REGENCE GROUP INSURANCE COMPANIES DROP CONTROVERSIAL DEAL TO AFFILIATE WITH CHICAGO-BASED CORPORATION
Consumer Groups Relieved, Urge State to Take Steps to Protect Oregon Healthcare Dollars

The Regence Group, which operates nonprofit Blue Cross and Blue Shield plans in Oregon, Washington, Idaho, and Utah, announced today that it is abandoning plans to affiliate with the Healthcare Service Corporation (HCSC), a mutual insurance company. The controversial affiliation proposal had drawn criticism from community advocates because it would have transferred control of the Regence plans to the Chicago-based HCSC. As a result, millions of dollars in assets built up over many years in the nonprofit Blue Cross and Blue Shield plans of each state potentially could have been jeopardized.
“We are pleased that The Regence Group has decided to withdraw the affiliation proposal because it would have put at risk millions of healthcare dollars that belong to the citizens of Oregon, Washington, Idaho, and Utah,” said Scott Benbow, Staff Attorney at Consumers Union. “We need to remain vigilant to protect these important healthcare assets so they may continue to serve the community.”
When the proposed affiliation was first announced last year, community advocates warned that similar transactions in other states have made it difficult for regulators to protect the charitable assets of nonprofit Blue Cross insurers when the health plans later converted to for-profit corporations. These assets are supposed to remain dedicated to serving the public if the nonprofit converts to a for-profit entity.
Under the proposed affiliation, the companies intended to create an operating company that would provide administrative services for both companies.

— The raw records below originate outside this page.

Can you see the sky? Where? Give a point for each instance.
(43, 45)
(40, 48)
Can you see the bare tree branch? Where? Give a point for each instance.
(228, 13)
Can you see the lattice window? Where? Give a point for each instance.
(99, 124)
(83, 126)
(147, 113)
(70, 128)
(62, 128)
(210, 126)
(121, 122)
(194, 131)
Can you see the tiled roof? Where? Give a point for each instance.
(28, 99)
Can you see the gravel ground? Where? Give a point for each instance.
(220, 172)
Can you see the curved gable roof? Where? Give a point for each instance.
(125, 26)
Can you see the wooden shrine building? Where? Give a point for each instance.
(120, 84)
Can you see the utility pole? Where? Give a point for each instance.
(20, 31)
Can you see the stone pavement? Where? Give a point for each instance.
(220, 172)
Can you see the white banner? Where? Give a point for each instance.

The Regence Group, HCSC, and the operating company would have had interlocking boards of directors, all of which would have been controlled by a majority of HCSC directors. Community advocates warned that this arrangement would have resulted in a change of control in favor of HCSC. This concern was echoed by regulators in each of the Regence Group states in a letter to the insurance companies earlier this year.

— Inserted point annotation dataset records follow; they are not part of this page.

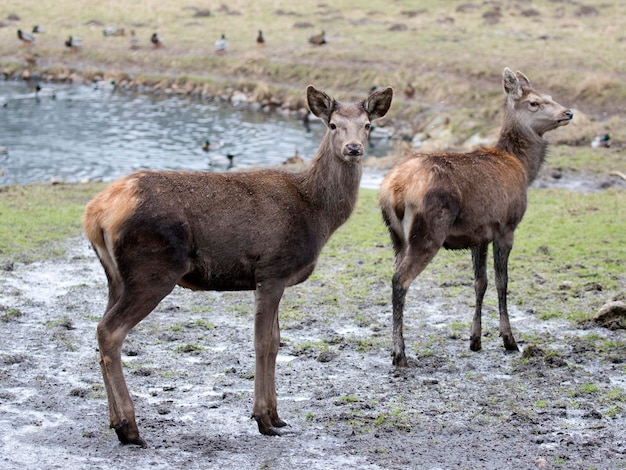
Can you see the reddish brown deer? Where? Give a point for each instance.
(258, 230)
(462, 201)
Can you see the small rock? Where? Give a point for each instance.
(612, 315)
(326, 356)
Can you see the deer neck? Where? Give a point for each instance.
(332, 186)
(525, 144)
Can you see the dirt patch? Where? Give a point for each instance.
(190, 368)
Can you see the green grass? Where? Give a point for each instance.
(37, 219)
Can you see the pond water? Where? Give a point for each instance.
(84, 133)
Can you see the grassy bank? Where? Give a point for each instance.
(452, 53)
(37, 220)
(567, 259)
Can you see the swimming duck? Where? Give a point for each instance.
(409, 90)
(601, 141)
(156, 40)
(113, 31)
(223, 161)
(45, 91)
(134, 40)
(318, 39)
(220, 45)
(106, 85)
(73, 44)
(208, 145)
(27, 39)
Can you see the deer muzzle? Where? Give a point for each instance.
(353, 151)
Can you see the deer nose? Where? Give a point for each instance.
(354, 150)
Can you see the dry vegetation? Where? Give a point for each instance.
(451, 52)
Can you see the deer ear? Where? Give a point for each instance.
(377, 104)
(523, 80)
(320, 103)
(511, 84)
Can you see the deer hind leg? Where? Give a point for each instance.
(266, 343)
(132, 305)
(501, 250)
(479, 260)
(423, 244)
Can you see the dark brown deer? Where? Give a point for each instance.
(258, 230)
(462, 201)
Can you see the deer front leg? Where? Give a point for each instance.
(121, 409)
(266, 343)
(398, 356)
(479, 260)
(501, 251)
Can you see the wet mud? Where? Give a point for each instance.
(190, 369)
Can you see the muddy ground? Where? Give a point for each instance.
(190, 368)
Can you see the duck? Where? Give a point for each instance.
(73, 44)
(409, 90)
(45, 91)
(113, 31)
(222, 161)
(601, 141)
(106, 85)
(208, 145)
(134, 40)
(27, 39)
(318, 39)
(220, 44)
(156, 41)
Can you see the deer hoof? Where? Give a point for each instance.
(126, 436)
(509, 344)
(278, 423)
(475, 344)
(266, 428)
(399, 359)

But even though HCSC would have essentially taken over The Regence Group, it was not offering to pay for the acquisition. By contrast, HCSC paid $20 million to acquire the Blue Cross and Blue Shield plan in New Mexico. The proceeds from the sale of the nonprofit New Mexico plan are being turned over to a new public health foundation dedicated to serving citizens of the state. Public hearings to examine the impact of The Regence Group – HCSC affiliation proposal had been scheduled by regulators in Oregon and Washington for late August and early September.
“Regulators in Oregon and Washington deserve credit for taking community concerns seriously and for beginning a thorough examination of this proposal ,” said Benbow. “This experience underscores the need for state regulators to carefully scrutinize these transactions and for lawmakers to consider whether state law can be strengthened to better protect the assets of our nonprofit healthcare institutions,” he said.
Consumer groups plan to continue monitoring future proposed affiliations with The Regence Group that may affect consumers and charitable assets.